The paper addresses data efficiency in offline RL by introducing a plug-and-play pretraining scheme that initializes a shared Q-network with a backbone and two heads, for transition prediction and for Q-value estimation. It trains the backbone via a next-state regression objective before fine-tuning in standard offline RL, enabling seamless integration with existing algorithms. The authors analyze the approach using the projected Bellman equation, showing that pretrained representations expand the column space , increase the rank of the latent space, and tighten the bound on the Q-value estimation error, which is corroborated by lower proxy Q-errors. Empirically, the method enhances performance and data efficiency across D4RL, Robomimic, V-D4RL, and ExoRL, achieving strong results even with limited data (e.g., 10% of the dataset) and demonstrating robustness across varying data qualities and distributions.

Abstract

Offline reinforcement learning (RL) aims to learn a policy from a static dataset without further interactions with the environment. Collecting sufficiently large datasets for offline RL is exhausting since this data collection requires colossus interactions with environments and becomes tricky when the interaction with the environment is restricted. Hence, how an agent learns the best policy with a minimal static dataset is a crucial issue in offline RL, similar to the sample efficiency problem in online RL. In this paper, we propose a simple yet effective plug-and-play pretraining method to initialize a feature of a Q-network to enhance data efficiency in offline RL. Specifically, we introduce a shared Q-network structure that outputs predictions of the next state and Q-value. We pretrain the shared Q-network through a supervised regression task that predicts a next state and trains the shared Q-network using diverse offline RL methods. Through extensive experiments, we empirically demonstrate that our method enhances the performance of existing popular offline RL methods on the D4RL, Robomimic and V-D4RL benchmarks. Furthermore, we show that our method significantly boosts data-efficient offline RL across various data qualities and data distributions trough D4RL and ExoRL benchmarks. Notably, our method adapted with only 10% of the dataset outperforms standard algorithms even with full datasets.
Paper Structure (21 sections, 7 equations, 15 figures, 7 tables, 1 algorithm)

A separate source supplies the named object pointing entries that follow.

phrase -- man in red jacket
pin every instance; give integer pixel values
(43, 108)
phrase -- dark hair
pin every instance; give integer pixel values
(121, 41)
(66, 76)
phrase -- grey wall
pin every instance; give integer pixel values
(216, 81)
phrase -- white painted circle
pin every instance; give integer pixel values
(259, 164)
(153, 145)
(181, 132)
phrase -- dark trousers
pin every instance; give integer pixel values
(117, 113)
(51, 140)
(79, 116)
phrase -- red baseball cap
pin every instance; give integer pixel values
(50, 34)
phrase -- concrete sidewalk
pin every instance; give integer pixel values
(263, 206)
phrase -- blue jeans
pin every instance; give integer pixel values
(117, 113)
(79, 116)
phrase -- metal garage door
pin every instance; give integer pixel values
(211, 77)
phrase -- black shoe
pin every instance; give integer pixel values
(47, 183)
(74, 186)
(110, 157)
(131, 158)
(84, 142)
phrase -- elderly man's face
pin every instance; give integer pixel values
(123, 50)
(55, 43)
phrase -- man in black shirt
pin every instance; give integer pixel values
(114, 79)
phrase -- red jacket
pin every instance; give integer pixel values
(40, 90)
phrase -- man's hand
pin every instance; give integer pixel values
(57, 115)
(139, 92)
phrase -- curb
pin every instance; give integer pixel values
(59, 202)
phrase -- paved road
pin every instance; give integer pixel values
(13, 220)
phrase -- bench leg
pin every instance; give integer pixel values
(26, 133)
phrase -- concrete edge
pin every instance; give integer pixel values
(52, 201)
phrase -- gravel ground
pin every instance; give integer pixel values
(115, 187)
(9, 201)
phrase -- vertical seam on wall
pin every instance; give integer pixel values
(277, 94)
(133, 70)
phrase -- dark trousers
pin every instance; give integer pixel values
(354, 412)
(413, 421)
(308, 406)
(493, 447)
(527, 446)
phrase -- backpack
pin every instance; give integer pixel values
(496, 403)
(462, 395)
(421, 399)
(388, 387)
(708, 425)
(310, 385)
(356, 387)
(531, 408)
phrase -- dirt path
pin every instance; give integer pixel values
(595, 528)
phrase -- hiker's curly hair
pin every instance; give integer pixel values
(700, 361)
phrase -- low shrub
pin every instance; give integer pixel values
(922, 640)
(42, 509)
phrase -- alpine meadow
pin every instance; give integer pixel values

This paper contains 21 sections, 7 equations, 15 figures, 7 tables, 1 algorithm.

Figures (15)

  • Figure 1: Overview of the pretraining framework. Our approach decomposes the original $Q$-network into two core architectures: a shared backbone network that extracts the representation $z$ from the concatenated state-action input $(s,a)$, and two shallow head networks for learning the transition model and estimating $Q$-values, respectively.
  • Figure 2: Reduced approximation error through the expanded column space of $H_\varphi$. In linear approximation, the true value function $Q^\pi$ may lie outside the column space of $H_\varphi$. The projected Bellman equation addresses this by projecting $Q^\pi$ onto its closest representation $\Pi Q^\pi$ within the column space of $H_\varphi$.
  • Figure 3: The Rank of the latent space in the $Q$-network during training. We compare the rank of the latent representations between vanilla TD3+BC and TD3+BC+Ours using 512 samples. Our method consistently maintains a higher latent-space rank, indicating a richer feature representation and reduced approximation error.
  • Figure 4: Learning curves of TD3+BC. We represent the normalized scores of the vanilla TD3+BC (blue) and TD3+BC (orange) with our pretraining method, respectively. The vertical red dashed lines indicate the transition between the pretraining and main training phases. After pretraining, TD3+BC with our method rapidly surpasses the vanilla baseline by a significant margin.
  • Figure 5: Average success rates on the Robomimic benchmark. We compare the baseline methods without pretraining (blue) against those augmented with our pretraining approach (orange) over three seeds. In seven out of eight tasks, our method yields a substantial improvement in success rate across both environments.